Laryngeal lipomas may often be an incidental finding as in this case but can also be hard to diagnose due to the symptoms being non-specific. Dyspnea, sleep apnea/snoring, paroxysmal coughing, dysphagia, and airway obstruction are among the clinical manifestations of this entity.[2,6]
Imaging provides a key role in diagnosis. On CT, lipomas appear as homogeneous lesions that are low in attenuation, mirroring that of adjacent subcutaneous fat. Magnetic resonance imaging is preferred due to more accurate soft tissue delineation, allowing for better visualization of a pedicle if present, and its anatomical relationship with surrounding structures. Adipose tissue is visualized as bright on T1-weighted imaging (T1WI) and will suppress on fat-saturated sequences.
Surgical approach for laryngeal lipoma depends on size, with endoscopic approach favored in small tumors, and external surgical approach preferred in tumors >2 cm in maximum diameter. Rapid recovery of laryngeal/pharyngeal function with few immediate or late complications is expected following the excision of the tumor. A recurrence of lipoma is rare and may be due to one of two reasons; the lesion is a well-differentiated liposarcoma and not a classic lipoma or due to incomplete resection of the lesion.
There are four main differential diagnoses when evaluating fatty lesions of the larynx: Lipoma, liposarcoma, lipoblastoma, and hibernoma. Differentiating liposarcomas and lipomas on imaging can be challenging due to subtle findings that may favor a liposarcoma. Hemorrhage and necrosis are suggestive of liposarcoma, while complete fat suppression, lack of septations, and no enhancement favor the diagnosis of lipoma.[6,7] Angiography might aid in differentiation due to hypervascularity in liposarcomas. Definitive diagnosis is based on histopathology. Adipocytes of varying sizes as well as macrophages are suggestive of benign lipomas, while lack of macrophages and variation of adipocytes suggest liposarcoma over lipoma.
A lipoblastoma is a rare, benign tumor that arises from embryonic white fat but can look like liposarcoma on imaging; the lesion typically presents in infancy and early childhood, and most often occurs in the trunk and extremities.

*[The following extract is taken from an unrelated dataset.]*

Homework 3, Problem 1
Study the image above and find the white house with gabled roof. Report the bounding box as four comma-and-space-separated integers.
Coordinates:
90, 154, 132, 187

A hibernoma is a lipomatous lesion seen in middle-aged patients, consisting of brown fat. On T1WI, a hibernoma is hypointense in comparison to subcutaneous adipose tissue and does not suppress on fat-saturated sequences.[8,9] On CT, hibernomas are well-circumscribed lesions with attenuation between skeletal muscle and fat. Significant difference between these lesions is observed on positron emission tomography/CT imaging due to brown fat’s intense glucose metabolism and, therefore, avid fluorodeoxyglucose uptake. Under the microscope, hibernoma is described as multivacuolated fat cells of lobular pattern with prominent vascular supply.
Our case highlights the point that laryngeal lipomas may be an incidental finding on imaging performed for other reasons; the lesion in our case did not require further follow- up. Even though the lipoma is the most common fatty lesion within the head and neck, one must also consider liposarcoma, lipoblastoma, and hibernoma.